Lies mengingatkan, darah yang mengalir di tubuh Amina adalah Afro-Amerika. "Ras negro saja sudah membuatnya terdiskriminasi," kata master dari Leiden University itu. "Belum lagi ditambah wanita, dan janda pula. Anda bayangkan, dia mengalami diskriminasi bertingkat di sana," papar Lies.
Itulah yang membuat Amina melakukan serangkaian eksperimentasi untuk menunjukkan, Islam tidak melakukan diskriminasi semacam itu. "Dia ingin menunjukkan pada publik di sana, ini lho saya bisa menjadi pemimpin jika di Islam. Saya bisa apa saja dengan beragama Islam," kata Lies kepada Ajeng Ritzki Pitakasari dari Gatra. Di Indonesia, bisa jadi tema ini bukan agenda prioritas, tapi di Amerika mungkin saja kebutuhan.
Lies juga mengamati, dengan kasus Amina itu, perjuangan perempuan mulai beranjak ke wilayah praksis. Bukan sekadar wacana. Sementara KH Husein Muhammad, pemerhati isu perempuan dalam literatur Islam klasik, menilai aksi Amina pada ujungnya adalah gugatan atas tradisi yang "memenangkan" laki-laki: tradisi patriarki (baca: Imam Perempuan Perlu Dikenalkan).
Amina sendiri dalam khotbahnya juga mengkritik dominasi laki-laki dalam fikih (hukum Islam). "Hukum yang kebanyakan ditulis kaum lelaki telah menghapus hak-hak wanita muslim," kata Amina. "Kaum wanita muslim kehilangan hak-hak intelektualitas dan haknya menjadi pemimpin spiritual." Amina menilai kaum muslim menggunakan interpretasi sejarah yang salah dan mundur ke belakang.

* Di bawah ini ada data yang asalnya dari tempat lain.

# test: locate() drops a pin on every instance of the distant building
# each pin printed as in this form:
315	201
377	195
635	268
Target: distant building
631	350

"Kita sebagai umat yang hidup di abad ke-21 punya mandat untuk memperbaiki tanggung jawab partisipasi lelaki dan perempuan," kata Amina. Ia mengajak semua pihak bergandeng tangan memperbaiki posisi wanita yang selama ini dipandang sebagai ''rekanan seksual'' belaka. "Wanita bukanlah seperti dasi yang menjadi pelengkap busana," ujarnya. Amina kini sedang menuai ajakannya. Biasa, ada pro dan kontra.